New Delhi: Prime Minister Narendra Modi’s economic advisers on Wednesday challenged former chief economic adviser Arvind Subramanian’s claim that India’s gross domestic product (GDP) was over-estimated for most of this decade.
Economic Advisory Council to the Prime Minister (PMEAC), comprising economists Bibek Debroy, Rathin Roy, Surjit Bhalla, Charan Singh and Arvind Virmani rejected the methodology adopted by Subramanian in a recent paper which concluded that changes adopted in the estimation of India’s GDP for the period since 2011-12 have led to a “significant overestimation of growth."
The actual average GDP growth for the period between FY12 and FY17 may have been about 4.5%, sharply lower than the official estimate of about 7%, Subramanian argued in a paper titled India’s GDP mis-estimation: likelihood, magnitudes, mechanisms, and implications published by the Center for International Development at Harvard University.
Officials had started work on the new way of measuring national income during the second United Progressive Alliance (UPA) government of Manmohan Singh but it was implemented by the Modi government in 2015. One of the major changes was the use of data available with the ministry of corporate affairs in place of the annual survey of industries. The idea was to use the financial information of companies that apparently captures national income better.

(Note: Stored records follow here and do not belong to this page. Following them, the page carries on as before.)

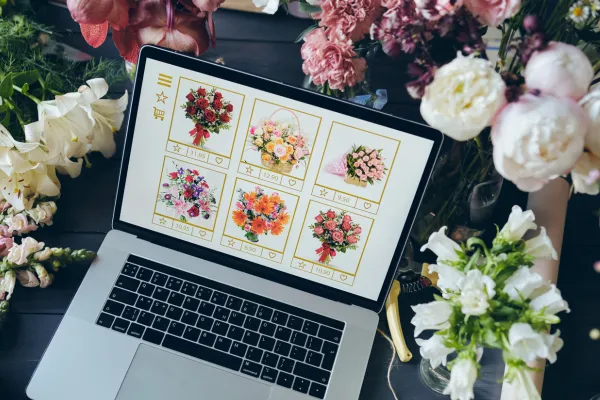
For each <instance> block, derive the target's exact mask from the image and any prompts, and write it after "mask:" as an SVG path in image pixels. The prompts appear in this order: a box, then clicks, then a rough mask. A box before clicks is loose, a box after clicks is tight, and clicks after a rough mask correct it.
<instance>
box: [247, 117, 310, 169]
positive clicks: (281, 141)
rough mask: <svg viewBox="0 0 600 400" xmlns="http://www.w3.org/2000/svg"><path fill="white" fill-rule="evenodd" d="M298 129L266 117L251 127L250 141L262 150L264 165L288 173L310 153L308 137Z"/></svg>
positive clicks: (297, 165)
mask: <svg viewBox="0 0 600 400" xmlns="http://www.w3.org/2000/svg"><path fill="white" fill-rule="evenodd" d="M298 129H299V128H298V127H297V126H295V125H292V124H290V123H283V122H280V121H277V120H272V119H266V120H264V121H262V122H261V123H260V124H258V125H254V126H252V127H251V128H250V136H249V138H248V141H249V143H250V144H251V145H252V148H253V149H254V150H257V151H260V152H261V162H262V165H264V166H265V167H266V168H268V169H270V170H272V171H275V172H279V173H286V174H287V173H290V172H291V171H292V168H293V167H294V166H298V165H299V163H300V162H301V161H305V160H306V159H307V157H308V155H309V154H310V150H309V148H308V142H307V138H306V136H304V135H303V134H302V133H300V132H299V131H298Z"/></svg>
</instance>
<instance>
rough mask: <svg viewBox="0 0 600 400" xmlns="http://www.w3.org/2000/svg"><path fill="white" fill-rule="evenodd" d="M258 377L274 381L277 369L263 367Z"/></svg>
mask: <svg viewBox="0 0 600 400" xmlns="http://www.w3.org/2000/svg"><path fill="white" fill-rule="evenodd" d="M260 379H262V380H264V381H267V382H271V383H275V381H276V380H277V370H276V369H273V368H269V367H263V372H262V374H260Z"/></svg>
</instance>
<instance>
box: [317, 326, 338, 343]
mask: <svg viewBox="0 0 600 400" xmlns="http://www.w3.org/2000/svg"><path fill="white" fill-rule="evenodd" d="M317 336H318V337H320V338H321V339H325V340H329V341H330V342H333V343H339V342H340V340H341V339H342V332H341V331H338V330H337V329H333V328H330V327H328V326H324V325H321V328H320V329H319V334H318V335H317Z"/></svg>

The PMEAC said in a statement the new series was a “far better reflection of reality than the old series." Subramanian’s paper, the economists said, “would not stand the scrutiny of academic or policy research standards" as it lacked “rigor in terms of specific data sources and description and alternative hypothesis."

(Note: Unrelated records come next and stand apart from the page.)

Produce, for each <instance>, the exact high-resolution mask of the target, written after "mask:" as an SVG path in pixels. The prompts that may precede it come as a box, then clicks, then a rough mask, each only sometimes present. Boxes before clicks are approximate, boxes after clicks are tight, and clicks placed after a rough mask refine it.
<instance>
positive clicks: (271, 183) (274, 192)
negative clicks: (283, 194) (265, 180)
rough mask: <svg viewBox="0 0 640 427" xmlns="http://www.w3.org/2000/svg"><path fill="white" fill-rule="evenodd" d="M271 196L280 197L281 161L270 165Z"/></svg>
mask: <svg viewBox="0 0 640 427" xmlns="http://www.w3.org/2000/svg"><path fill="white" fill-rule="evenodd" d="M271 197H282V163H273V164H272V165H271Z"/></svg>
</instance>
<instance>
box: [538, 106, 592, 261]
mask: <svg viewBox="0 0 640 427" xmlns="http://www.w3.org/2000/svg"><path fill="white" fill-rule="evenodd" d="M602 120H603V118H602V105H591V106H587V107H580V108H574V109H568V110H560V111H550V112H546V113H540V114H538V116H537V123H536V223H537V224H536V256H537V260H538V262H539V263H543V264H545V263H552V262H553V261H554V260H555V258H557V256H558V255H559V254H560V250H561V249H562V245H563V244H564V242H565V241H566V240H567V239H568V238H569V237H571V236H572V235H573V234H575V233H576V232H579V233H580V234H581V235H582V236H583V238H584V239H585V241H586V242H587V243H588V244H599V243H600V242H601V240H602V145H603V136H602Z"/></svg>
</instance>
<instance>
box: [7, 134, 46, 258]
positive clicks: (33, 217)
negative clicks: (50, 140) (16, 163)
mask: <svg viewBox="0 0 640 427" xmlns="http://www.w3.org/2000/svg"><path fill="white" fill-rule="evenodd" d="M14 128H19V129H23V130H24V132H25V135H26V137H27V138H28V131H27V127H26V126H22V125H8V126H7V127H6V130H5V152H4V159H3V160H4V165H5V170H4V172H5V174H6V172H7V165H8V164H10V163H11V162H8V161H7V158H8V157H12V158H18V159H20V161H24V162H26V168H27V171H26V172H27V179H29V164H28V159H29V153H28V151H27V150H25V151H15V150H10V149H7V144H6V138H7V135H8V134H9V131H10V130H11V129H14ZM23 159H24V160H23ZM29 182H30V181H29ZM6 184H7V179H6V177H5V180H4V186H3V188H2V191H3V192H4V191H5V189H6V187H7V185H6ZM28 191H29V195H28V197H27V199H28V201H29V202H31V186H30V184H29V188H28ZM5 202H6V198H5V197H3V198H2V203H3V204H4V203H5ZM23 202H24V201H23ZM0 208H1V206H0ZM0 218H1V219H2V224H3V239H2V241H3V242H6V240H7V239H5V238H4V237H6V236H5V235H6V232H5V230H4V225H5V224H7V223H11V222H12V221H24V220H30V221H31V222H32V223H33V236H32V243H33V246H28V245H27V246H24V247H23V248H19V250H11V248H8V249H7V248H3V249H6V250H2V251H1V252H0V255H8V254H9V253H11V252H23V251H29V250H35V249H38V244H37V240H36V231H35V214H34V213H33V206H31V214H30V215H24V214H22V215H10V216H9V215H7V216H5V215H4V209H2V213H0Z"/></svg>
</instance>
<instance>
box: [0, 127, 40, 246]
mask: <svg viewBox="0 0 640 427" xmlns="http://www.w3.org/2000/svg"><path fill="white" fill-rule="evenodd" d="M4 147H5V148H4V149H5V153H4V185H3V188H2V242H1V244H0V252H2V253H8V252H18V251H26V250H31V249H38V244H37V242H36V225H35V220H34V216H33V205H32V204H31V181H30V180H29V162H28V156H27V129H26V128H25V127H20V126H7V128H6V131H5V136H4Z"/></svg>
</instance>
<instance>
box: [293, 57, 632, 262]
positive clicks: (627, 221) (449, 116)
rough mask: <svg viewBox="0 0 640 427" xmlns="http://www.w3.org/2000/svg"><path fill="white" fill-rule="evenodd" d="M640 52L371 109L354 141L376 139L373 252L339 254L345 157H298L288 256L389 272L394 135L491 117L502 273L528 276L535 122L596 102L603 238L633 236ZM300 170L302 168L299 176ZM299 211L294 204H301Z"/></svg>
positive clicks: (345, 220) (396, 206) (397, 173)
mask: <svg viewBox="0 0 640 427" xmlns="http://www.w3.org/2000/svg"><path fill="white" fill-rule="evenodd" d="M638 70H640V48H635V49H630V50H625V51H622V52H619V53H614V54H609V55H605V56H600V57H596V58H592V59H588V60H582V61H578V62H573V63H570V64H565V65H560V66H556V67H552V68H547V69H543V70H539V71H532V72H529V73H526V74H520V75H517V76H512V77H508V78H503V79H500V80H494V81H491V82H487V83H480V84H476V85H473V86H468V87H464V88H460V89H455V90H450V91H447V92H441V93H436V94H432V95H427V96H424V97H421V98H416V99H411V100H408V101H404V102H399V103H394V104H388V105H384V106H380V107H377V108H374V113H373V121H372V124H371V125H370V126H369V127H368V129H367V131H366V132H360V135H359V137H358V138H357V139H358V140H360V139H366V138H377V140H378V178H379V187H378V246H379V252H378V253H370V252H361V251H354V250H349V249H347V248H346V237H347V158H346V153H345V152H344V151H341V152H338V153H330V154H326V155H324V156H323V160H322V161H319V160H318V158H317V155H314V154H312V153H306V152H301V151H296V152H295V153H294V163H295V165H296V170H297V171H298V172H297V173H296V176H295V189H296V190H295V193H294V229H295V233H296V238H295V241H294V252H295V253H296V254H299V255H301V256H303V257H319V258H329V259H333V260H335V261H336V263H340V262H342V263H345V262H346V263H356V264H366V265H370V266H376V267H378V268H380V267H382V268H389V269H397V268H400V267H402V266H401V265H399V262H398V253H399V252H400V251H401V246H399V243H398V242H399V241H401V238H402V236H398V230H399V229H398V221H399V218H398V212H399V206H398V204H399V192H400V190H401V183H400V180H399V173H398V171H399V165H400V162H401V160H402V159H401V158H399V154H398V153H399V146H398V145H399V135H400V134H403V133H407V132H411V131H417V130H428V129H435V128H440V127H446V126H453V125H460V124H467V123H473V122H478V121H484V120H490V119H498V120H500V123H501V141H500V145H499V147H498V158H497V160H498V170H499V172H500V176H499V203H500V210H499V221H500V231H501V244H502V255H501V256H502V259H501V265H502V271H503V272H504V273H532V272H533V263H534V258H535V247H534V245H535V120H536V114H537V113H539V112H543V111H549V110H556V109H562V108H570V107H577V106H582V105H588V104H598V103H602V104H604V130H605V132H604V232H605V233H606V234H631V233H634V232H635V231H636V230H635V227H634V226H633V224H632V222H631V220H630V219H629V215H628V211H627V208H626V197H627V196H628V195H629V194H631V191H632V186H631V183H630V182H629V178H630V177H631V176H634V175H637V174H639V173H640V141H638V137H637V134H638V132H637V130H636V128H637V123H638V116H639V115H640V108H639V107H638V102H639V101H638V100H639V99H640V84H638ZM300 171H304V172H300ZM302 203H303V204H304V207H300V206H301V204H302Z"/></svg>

The PMEAC, however, conceded that GDP calculation has always been an imperfect art which involves extrapolation, estimation and sometimes even guestimates based on past trends.
Subramanian claimed in his paper that his findings changed the perception of India’s growth performance after the global financial crisis of 2008-09 from “spectacular to solid." This, he said, warranted revisiting India’s national income accounts estimation, which he recommended should be a priority for the new government. The EAC said efforts are on to improve India’s GDP estimation.
The controversy highlights the doubts experts have expressed on the quality of India’s data, especially, of national income. This is because a significant part of the economy is informal--not captured in databases of business tax payers or of firms contributing to their workers’ retirement savings. The Goods and Services Tax (GST), introduced in 2017, sought to address this gap by lowering the threshold for indirect tax registration.
The back casting of GDP data made in 2018 for years prior to FY12 using the new methodology which lowered the previous estimates of economic growth during the United Progressive Alliance regime has given rise to criticism of politicisation of statistics. Subramanian argued that his paper only looked at technical and methodological changes in the estimates for the period since FY12.
Ever since Subramanian’s paper came out last week, the government has tried to counter it and buttress India’s claim as a fast growing economy.
Indian economy, however, is cooling down amid rising global trade tensions that weigh on business confidence and private investments. It expanded at 6.8% in FY19, the newly revamped National Statistical Office (NSO) said last month, lowering its earlier estimate of 7%. Prime Minister Modi is attempting to arrest the slowdown by reforming the agriculture sector and by boosting exports.